By William Shakespeare
Directed by Bartlett Sher
Intiman Theatre
201 Mercer Street, Seattle, WA 98109/ (206) 269-1900

Reviewed by Jerry Kraft

The first problem with "Titus Andronicus" is in knowing just how to take it. On one hand, it's so excessive in the sheer quantity of its gore, in the number of murders, mutilations, rapes, tortures and betrayals, that it becomes comic. On the other hand, there is a powerful story, in the Roman revenge-tragedy mode, of the spiraling horror of bloody retribution, and the social and moral cost of cruelty and deception. It is a world where "justice has relinquished the Earth".

In this production, director Bartlett Sher tries to have it both ways, and the result is an aesthetic dissonance that neither moves us to the realm of tragedy, nor amuses us to the point where our disquieted laughter feels appropriate. Some very solid performances are not enough to compensate for a rather hollow interpretation of Titus himself, and a very dubious shift to modern comedy in the play's final scene subverts what drama had previously been legitimized.

Assuming that Shakespeare's intention is tragedy, it seems to me that the play's blood and gore is as much metaphorical as actual. The death of sons, at first wreathed in admirable sacrifice, becomes senseless as soon as Titus returns to Rome, to civilization.

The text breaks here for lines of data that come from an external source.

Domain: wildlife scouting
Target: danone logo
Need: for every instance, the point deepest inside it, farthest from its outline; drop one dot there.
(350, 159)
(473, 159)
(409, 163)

Each bloodletting becomes successively less meaningful. Pieces of people, literally, become mere tokens, leaving each victim a lesser person. That the innocent Lavinia is raped, and then has both hands cut off, and her tongue torn out, seems to me an intentional symbol of the desecration, disabling and voicelessness visited on all victims of war, whether military, political or social.

I think Titus himself asks the question of what happens when a noble general, accustomed to the horror and bloodshed of the battlefield, finds himself utterly unequipped to deal with the duplicity and viciousness of civil society? He attempts to do battle in the manner he always has, but there are no longer honorable enemies, none of the loyalty and devotion to duty that can give even the insanity of war some kind of meaning.

As Titus, Steve Tague lacked the stature, the gravitas, that the role requires. I believed he was a soldier, but not a general, a veteran of combat and loss, but not a man who had given scores of his own sons willingly, so long as they died with honor. This Titus seemed like a man rather adrift in new circumstance, rather than one for whom familiar tactics tragically fail. And as the costs of each death and each betrayal mount, he seemed more ambushed than surrounded. While he spoke his lines very well, I just didn't believe this was a man for whom blood and dirt and pain are the givens of daily life. He seemed less like a warrior than an angry plaintiff.

In contrast, Allen Gilmore played Aaron, a Moor, with such passion and intensity that he seemed to brandish death like claws. With his stunning physique and animal movement, he had the lethal threat of a jaguar, all the intelligence and cunning of a predator who knows everything about the terrain and his prey. That same depth and complexity also enriched the role of Tamora, played with authority by Kathleen Pirkl Tague. Given the substantial, intelligent performance of Laurence Ballard as Titus' brother Marcus Andronicus, a strikingly effective Bassianus played by Peter Crook, and an affecting, smartly crafted performance by Kristen Flanders as the despoiled Lavinia, Titus came out rather pale and ineffectual. That's a pretty big problem for the character at the center of the drama.

It also left open a comedic response to the absurd extent of the bloodshed. I believe the intention is not to become ridiculous, but to deliver us to madness. Some lines that seem like nonsense may in fact be insanity reaching for meaning as all the world around becomes increasingly demented. I think it's either horrific or ridiculous, but if it tries to be both one loses the aesthetic unity of the play. I think that's what happened here.

Through the first act, the style was quite straightforward, actor and text, with the occasional touches of contemporary props, and the neon and industrial set by Deborah Jensen. Peter John Still composed a sound design, primarily for drums, which clearly established this was a drama of thunder and pounding events. Christopher Akerlind contributed an inventive and accomplished lighting design. Mr. Sher let the play itself display its parallels to our world, and its relevance was riveting.

Then, in the final act, we have a sudden intrusion of modern devices and intentions. A fantastical scene where the embodiments of Revenge, Murder and Rape appear is enhanced with an echoed mic. A freezer appears on stage, along with Titus wearing a chef's outfit for the final banquet. That final banquet was, for me, the thing that really subverted the play. Suddenly we were somewhere between Monty Python and Sweeney Todd, and people were laughing derisively at the play's most horrific action. For me, it was a disastrous choice, and finally undid what had been a reasonably successful production. "Titus Andronicus" may be lesser Shakespeare, and a difficult play to appreciate in an Elizabethan context, let alone our own. But with each day's news of the Middle-East, for example, its weaknesses seem mean and degraded in important ways that parallel our own world. This production, like Titus, seemed to lose its moral compass, and wandered adrift in its own carnage. In the end, it all seemed like too much Halloween, and not enough nightmare.